The WJLA story May 6 is here.
Friday, May 05, 2017
A Washington Post Metro Section story Friday morning, Friday, May 5, 2017. shows that possibly nearly innocuous teacher contact can come back to haunt a teacher decades later.
Michael Alison Chandler and Valerie Strauss report that the private school Sidwell Friends has placed a male music teacher on leave when allegations of inappropriate touching of a female student two decades ago came to light, link here. The online version of the story uses the verb “dismissed”. Since there is no conviction for a crime and since the circumstances sound dubious, this blog won’t repeat the names involved for search engines to index.
Sidwell Friends has been a popular private school for the wealthy, including former President Obama’s daughters.

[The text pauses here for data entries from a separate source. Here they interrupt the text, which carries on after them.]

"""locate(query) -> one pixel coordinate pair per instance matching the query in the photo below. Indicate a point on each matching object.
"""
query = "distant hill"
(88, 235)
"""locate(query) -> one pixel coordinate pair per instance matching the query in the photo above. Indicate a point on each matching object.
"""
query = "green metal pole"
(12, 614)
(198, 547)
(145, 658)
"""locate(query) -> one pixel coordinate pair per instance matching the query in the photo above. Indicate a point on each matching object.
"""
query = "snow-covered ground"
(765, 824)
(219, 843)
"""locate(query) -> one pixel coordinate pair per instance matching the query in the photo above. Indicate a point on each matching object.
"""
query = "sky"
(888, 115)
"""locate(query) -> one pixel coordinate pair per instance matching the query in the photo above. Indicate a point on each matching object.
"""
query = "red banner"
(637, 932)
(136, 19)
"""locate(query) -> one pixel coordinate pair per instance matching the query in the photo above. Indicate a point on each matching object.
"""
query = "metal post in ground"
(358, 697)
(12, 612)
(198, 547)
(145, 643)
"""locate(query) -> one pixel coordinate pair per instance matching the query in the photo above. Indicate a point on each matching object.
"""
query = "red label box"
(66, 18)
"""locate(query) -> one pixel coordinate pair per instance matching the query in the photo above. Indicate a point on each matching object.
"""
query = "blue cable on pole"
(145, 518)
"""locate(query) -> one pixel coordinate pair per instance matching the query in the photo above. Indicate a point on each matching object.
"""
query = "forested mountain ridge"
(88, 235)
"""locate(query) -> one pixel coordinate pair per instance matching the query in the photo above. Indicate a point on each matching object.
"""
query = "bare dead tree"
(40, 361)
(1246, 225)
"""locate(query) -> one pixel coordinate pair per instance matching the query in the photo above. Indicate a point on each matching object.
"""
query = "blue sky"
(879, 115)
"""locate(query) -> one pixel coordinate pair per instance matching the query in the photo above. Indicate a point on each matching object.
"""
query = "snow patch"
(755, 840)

The story shows how, in conjunction with online activity as discussed here often before, a teacher’s reputation can become untenable for minor acts or possible unprovable claims many years ago.
Wednesday, April 12, 2017
SCOTUS considers North Carolina law barring convicted sex offenders from social media sites after sentences are complete
The Supreme Court is considering whether a North Carolina law barring convicted sex offenders
from social media sites (after they have completed their sentences and any probation) is constitutional. The law would bar use of any social media site that allows minors access.
The Verge has a typical story here.
The law might be overbroad, preventing use of news sites like the New York Times, that have a social networking component.
Bloomberg had a report on the oral arguments here.